Common repo for the DaSSCo team
Apache License 2.0
1 stars 0 forks source link

New taxon name that includes author name prevents rank determination. #484

Closed FedorSteeman closed 4 months ago

FedorSteeman commented 4 months ago

If the full name of a novel taxon (i.e. unknown to the taxon spine) is entered including any author names, this would mess up the code trying to guess the taxon rank. Leaving out the author name will make it harder to precisely identify the taxon in question. So there should be some way to include author name without causing problems for rank guessing.

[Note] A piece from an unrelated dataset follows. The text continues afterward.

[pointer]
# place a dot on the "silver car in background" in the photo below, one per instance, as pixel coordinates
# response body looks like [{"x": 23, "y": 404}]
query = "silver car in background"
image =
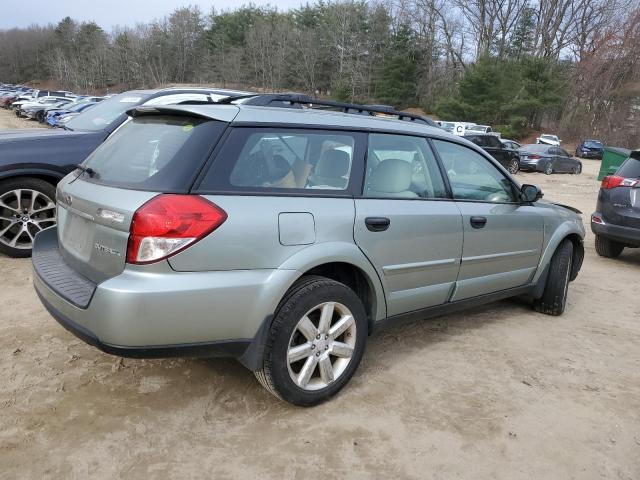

FedorSteeman commented 4 months ago

I cannot think any clever solution that would not require special action from the side of the digitizer... This is because the author field is quite unpredictable as far as number of tokens and punctuation.

There are the following options:

  1. Add an extra input field for the author name alone
  2. Instruct the digitizer to separate author from the rest of the full taxon name with an underscore.
  3. Simply have a dropdownlist added from which the digitizer can choose the taxon rank

The latter is probably the most fail-safe.

@bhsi-snm Please evaluate these suggestions.

bhsi-snm commented 4 months ago

I have discussed it with @chelseagraham. She thinks that underscore + taxon rank dropdown is the best solution, same as you but I think for now we can live with the underscore because we can easily incorporate that (only the _before authorname). It is easiest to implement and would be a minor change in the digitiser's workflow.

FedorSteeman commented 4 months ago

Fixed with latest commit.

@bhsi-snm @chelseagraham Make sure to instruct digitisers that if they add the authorship to a novel/unknown taxon name that this is separated by an underscore and an underscore only. Do not add spaces around the underscore character; It is supposed to be a replacement for a space.

Also note that once the novel name is parsed, the underscore is removed and replaced by a space character.

chelseagraham commented 4 months ago

Just to confirm, this information should be written as Taxon name_Author, year? For example, "Ancylis paludana_Barrett, 1871"?

bhsi-snm commented 4 months ago

@FedorSteeman can you please give a couple of examples to explicitly show how underscore is supposed to be used ?

FedorSteeman commented 4 months ago

@bhsi-snm Exactly as @chelseagraham surmised.

chelseagraham commented 4 months ago

Just as an update: I have communicated to the digitizers the protocol for when encountering new taxon. They informed me that often the folders do not include the year, only author.